Dogs with kidney failure require a diet that does not promote further kidney deterioration and that does not overtax the functioning portion of the kidneys. If your dog is suffering from this condition and you are deciding what food to use, you have many options. Prescription diets and other commercial foods are available or you can make dog food.
Learn About Your Dog's Needs
Ask your veterinarian what your dog's dietary requirements are, especially if he has additional health conditions. Dogs with kidney problems typically do best with diets low in protein and phosphorus. Much of the metabolic waste that kidneys have to process comes from protein, so reducing it is beneficial. However you do not want to use a low-protein food that does not have high-quality protein, as your dog will simply end up eating more of it and negating the benefits of the low protein level. Phosphorus is not properly eliminated when the kidneys are compromised, so reducing phosphorus is necessary to keep its level in the blood balanced.
Your vet may also recommend giving your dog certain supplements either in his food or in addition. Dr. Susan Pitcairn also recommends a good source of calcium such as calcium gluconate or chelated calcium. Always provide lots of fresh pure water for your dog.
Make Your Own Dog Food
Consider preparing meals for your dog yourself. While you might find it convenient to buy bags of kibble or cans of food from your vet or a store, you may prefer to offer your dog a variety of foods and to strictly control the ingredients. Dr. Pitcairn offers several recipes in her book "Dr. Pitcairn's Complete Guide to Natural Health for Dogs & Cats." The kidney diet for dogs features hamburger, white rice and egg, and includes vegetables and vitamins A, B and C as well as calcium.
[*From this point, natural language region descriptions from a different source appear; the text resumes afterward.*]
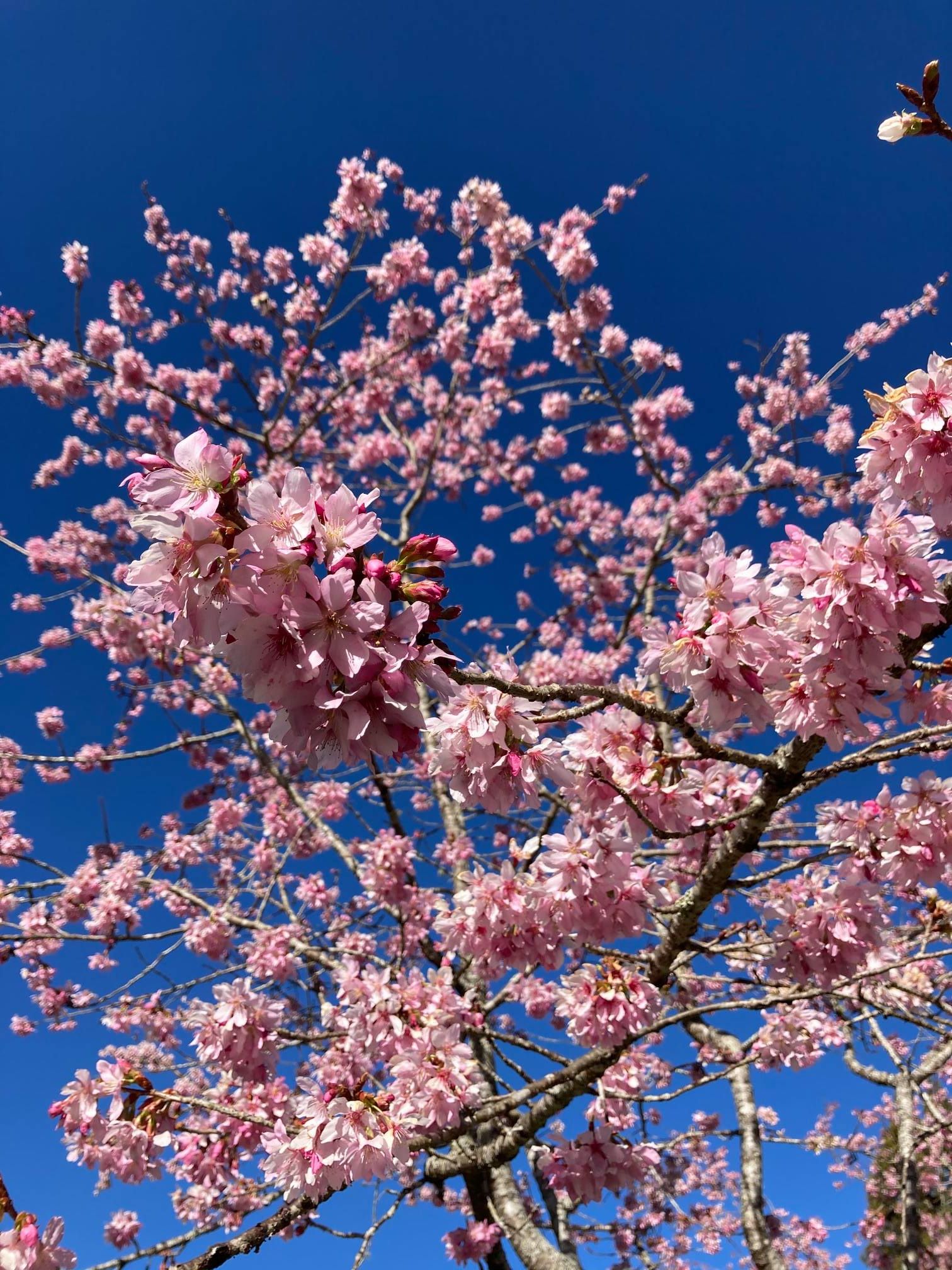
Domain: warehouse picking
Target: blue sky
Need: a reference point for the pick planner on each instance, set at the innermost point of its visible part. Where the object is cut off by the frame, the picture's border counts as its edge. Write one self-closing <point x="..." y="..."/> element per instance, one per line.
<point x="769" y="207"/>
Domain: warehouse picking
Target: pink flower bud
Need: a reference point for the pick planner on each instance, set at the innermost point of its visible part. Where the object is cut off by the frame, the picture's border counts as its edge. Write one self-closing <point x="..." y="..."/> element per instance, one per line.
<point x="431" y="592"/>
<point x="344" y="563"/>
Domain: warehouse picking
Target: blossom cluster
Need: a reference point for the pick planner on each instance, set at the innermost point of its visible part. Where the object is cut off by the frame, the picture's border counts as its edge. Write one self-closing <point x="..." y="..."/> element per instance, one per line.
<point x="281" y="585"/>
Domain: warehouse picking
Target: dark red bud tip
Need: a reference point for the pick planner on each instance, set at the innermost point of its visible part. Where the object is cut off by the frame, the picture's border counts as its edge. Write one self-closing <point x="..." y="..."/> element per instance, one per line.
<point x="931" y="82"/>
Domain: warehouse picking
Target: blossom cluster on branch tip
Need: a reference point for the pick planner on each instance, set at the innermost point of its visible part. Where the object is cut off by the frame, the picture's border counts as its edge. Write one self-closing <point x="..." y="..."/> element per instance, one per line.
<point x="543" y="842"/>
<point x="283" y="587"/>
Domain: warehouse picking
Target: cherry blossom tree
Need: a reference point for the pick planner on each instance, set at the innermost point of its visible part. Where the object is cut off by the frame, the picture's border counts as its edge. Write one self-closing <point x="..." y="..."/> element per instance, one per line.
<point x="483" y="912"/>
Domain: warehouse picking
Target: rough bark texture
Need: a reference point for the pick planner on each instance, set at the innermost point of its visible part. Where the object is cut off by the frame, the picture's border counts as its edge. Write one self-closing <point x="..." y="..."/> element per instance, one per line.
<point x="757" y="1233"/>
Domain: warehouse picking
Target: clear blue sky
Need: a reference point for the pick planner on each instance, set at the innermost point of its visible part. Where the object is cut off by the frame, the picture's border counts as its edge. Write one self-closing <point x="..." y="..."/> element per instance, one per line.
<point x="769" y="207"/>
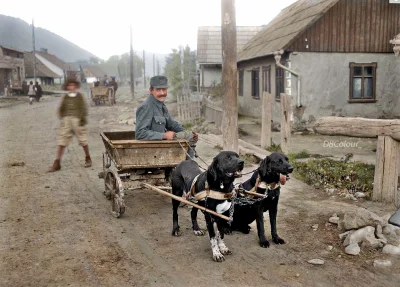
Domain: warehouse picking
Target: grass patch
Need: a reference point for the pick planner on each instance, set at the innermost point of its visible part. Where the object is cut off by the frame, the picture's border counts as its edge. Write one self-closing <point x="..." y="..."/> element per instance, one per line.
<point x="349" y="177"/>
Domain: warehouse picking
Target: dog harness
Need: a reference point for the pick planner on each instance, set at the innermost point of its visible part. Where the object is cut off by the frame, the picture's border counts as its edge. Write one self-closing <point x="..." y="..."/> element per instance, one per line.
<point x="208" y="193"/>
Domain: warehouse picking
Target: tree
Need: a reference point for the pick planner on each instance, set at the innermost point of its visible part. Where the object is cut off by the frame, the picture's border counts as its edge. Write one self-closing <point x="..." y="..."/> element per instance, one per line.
<point x="172" y="69"/>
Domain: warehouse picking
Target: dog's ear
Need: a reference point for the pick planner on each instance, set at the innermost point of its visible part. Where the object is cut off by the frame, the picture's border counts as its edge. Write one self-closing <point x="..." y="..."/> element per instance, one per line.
<point x="213" y="168"/>
<point x="265" y="166"/>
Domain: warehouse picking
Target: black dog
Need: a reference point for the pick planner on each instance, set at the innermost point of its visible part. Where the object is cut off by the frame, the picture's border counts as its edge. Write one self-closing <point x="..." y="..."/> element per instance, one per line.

If your vet does not object, consider feeding your dog raw food, which is closest to his natural diet. Some conventional veterinarians are not familiar with raw feeding or home-cooking meals, but a holistic vet can advise you in this area. When possible, use organic meat, or at least meat graded for human consumption. Avoid corn, wheat and soy and include quinoa, rice or millet and some vegetables. Add herbs such as cornsilk, garlic and wheat grass powder and vitamins such as B complex and C. Also include a good source of essential fatty acids such as flax or fish oil.
Use Commercial Diets
These days you have many choices in commercial dog foods and even prescription dog foods designed specifically for dogs with kidney problems. Your vet probably sells at least one brand of prescription renal diet food. Unfortunately many of the prescription and other commercial foods contain low-quality meats and harmful ingredients. Some of the ingredients to avoid include the chemical preservatives ethoxyquin, BHA and BHT, and meat by-products. Also look for foods that have no artificial colors or monosodium glutamate (MSG) and that are not based on corn as a primary ingredient. Try shopping for dog food at a feed store instead of a large pet store, as they are more likely to offer a variety of natural foods that will meet your dog's needs.
The information in this article should not be considered medical advice. The information in this article is not meant to treat, diagnose, prescribe or cure any ailment. Always consult your animal health practitioner before you start, stop or change anything that has been previously prescribed.
Always check with your veterinarian before changing your pet’s diet, medication, or physical activity routines. This information is not a substitute for a vet’s opinion.